What is a Callus?
A callus is a thickened and hardened part of the skin or soft tissue, that forms at points of pressure or over bony prominences. Calluses form on the bottom or side of the foot, especially in an area that has been subjected to repeated friction. Generally calluses are not harmful, but can sometimes lead to skin infection or ulcerations.

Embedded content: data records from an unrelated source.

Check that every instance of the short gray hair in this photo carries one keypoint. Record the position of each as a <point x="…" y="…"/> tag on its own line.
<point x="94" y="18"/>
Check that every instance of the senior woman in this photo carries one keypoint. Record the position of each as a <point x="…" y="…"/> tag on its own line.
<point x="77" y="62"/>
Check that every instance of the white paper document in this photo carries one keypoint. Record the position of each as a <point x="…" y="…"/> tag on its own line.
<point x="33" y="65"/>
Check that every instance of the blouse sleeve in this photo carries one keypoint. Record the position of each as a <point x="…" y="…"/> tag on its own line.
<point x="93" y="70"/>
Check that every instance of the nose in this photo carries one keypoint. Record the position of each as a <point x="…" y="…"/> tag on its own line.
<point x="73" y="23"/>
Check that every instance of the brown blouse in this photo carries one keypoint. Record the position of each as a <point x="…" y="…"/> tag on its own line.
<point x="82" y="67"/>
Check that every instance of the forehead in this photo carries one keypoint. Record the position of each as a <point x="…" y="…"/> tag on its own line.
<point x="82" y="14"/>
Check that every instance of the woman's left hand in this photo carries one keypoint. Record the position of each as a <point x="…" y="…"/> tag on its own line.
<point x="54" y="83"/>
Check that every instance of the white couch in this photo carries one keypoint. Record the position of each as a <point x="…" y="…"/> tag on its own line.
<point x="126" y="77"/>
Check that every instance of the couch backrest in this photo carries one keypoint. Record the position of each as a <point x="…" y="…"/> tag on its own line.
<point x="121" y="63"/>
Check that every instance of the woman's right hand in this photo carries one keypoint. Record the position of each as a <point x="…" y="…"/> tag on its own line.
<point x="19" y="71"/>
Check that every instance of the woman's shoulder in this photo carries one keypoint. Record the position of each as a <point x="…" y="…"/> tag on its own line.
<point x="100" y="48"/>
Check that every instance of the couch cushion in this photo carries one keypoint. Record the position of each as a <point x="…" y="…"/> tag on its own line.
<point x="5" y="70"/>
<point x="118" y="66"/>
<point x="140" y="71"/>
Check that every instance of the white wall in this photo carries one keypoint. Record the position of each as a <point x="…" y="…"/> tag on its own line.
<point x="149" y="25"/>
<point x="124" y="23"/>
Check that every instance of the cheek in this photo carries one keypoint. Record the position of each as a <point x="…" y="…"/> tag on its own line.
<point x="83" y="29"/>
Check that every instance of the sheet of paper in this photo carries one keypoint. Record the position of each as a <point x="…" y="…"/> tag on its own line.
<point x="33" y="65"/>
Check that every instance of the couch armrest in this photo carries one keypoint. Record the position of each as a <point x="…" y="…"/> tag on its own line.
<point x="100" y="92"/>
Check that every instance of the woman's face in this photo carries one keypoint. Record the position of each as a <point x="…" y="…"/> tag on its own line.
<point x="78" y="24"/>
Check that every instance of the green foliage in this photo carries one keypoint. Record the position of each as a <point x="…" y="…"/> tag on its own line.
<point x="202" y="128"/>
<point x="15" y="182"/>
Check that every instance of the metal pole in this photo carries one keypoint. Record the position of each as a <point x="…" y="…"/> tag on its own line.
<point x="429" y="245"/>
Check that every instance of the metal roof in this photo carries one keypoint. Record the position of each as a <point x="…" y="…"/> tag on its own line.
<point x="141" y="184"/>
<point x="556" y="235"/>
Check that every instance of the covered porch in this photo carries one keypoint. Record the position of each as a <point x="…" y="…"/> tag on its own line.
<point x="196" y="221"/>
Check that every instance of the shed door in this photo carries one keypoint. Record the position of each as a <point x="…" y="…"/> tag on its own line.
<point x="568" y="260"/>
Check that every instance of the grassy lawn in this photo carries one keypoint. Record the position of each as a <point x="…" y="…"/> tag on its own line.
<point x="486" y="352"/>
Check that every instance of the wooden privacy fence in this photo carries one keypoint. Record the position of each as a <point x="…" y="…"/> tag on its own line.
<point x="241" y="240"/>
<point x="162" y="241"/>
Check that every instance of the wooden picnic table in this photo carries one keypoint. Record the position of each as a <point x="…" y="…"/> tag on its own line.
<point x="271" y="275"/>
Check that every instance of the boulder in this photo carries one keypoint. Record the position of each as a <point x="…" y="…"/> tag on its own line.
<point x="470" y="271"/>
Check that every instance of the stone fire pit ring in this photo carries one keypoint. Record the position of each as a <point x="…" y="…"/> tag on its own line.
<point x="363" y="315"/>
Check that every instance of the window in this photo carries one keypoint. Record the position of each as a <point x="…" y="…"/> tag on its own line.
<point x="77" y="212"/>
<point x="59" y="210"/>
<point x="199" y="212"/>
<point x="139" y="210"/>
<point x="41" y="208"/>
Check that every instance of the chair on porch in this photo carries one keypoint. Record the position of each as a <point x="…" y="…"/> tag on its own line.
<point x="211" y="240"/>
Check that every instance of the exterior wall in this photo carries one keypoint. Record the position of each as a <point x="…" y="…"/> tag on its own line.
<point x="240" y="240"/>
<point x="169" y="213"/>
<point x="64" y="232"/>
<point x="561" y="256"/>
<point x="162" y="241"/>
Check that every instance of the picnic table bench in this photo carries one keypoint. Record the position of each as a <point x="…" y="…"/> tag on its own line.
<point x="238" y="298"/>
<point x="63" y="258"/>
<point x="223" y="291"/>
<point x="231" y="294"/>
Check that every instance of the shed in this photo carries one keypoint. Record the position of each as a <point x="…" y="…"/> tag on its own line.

- 65 out of 1000 people are afflicted with calluses
- 37 out of 1000 males are afflicted
- 91 out of 1000 females are afflicted
Causes of Calluses:
- Repeated friction and pressure from skin rubbing against bony areas or against an irregularity in a shoe
- Heredity disorders
What can you do?
- Wear supportive shoes with a wide toe box and a low heel
- Use over-the-counter creams, avoiding any acid preparations
- Use pumice stone or file to treat if not diabetic
What will a podiatric physician do for you?
- Perform a physical examination
- Perform x-ray evaluation if needed
- Perform trimming or padding of the lesions
- Perform surgery as indicated
Your podiatric physician/surgeon has been trained specifically and extensively in the diagnosis and treatment of all manners of foot conditions. This training encompasses all of the intricately related systems and structures of the foot and lower leg including neurological, circulatory, skin, and the musculoskeletal system, which includes bones, joints, ligaments, tendons, muscles, and nerves.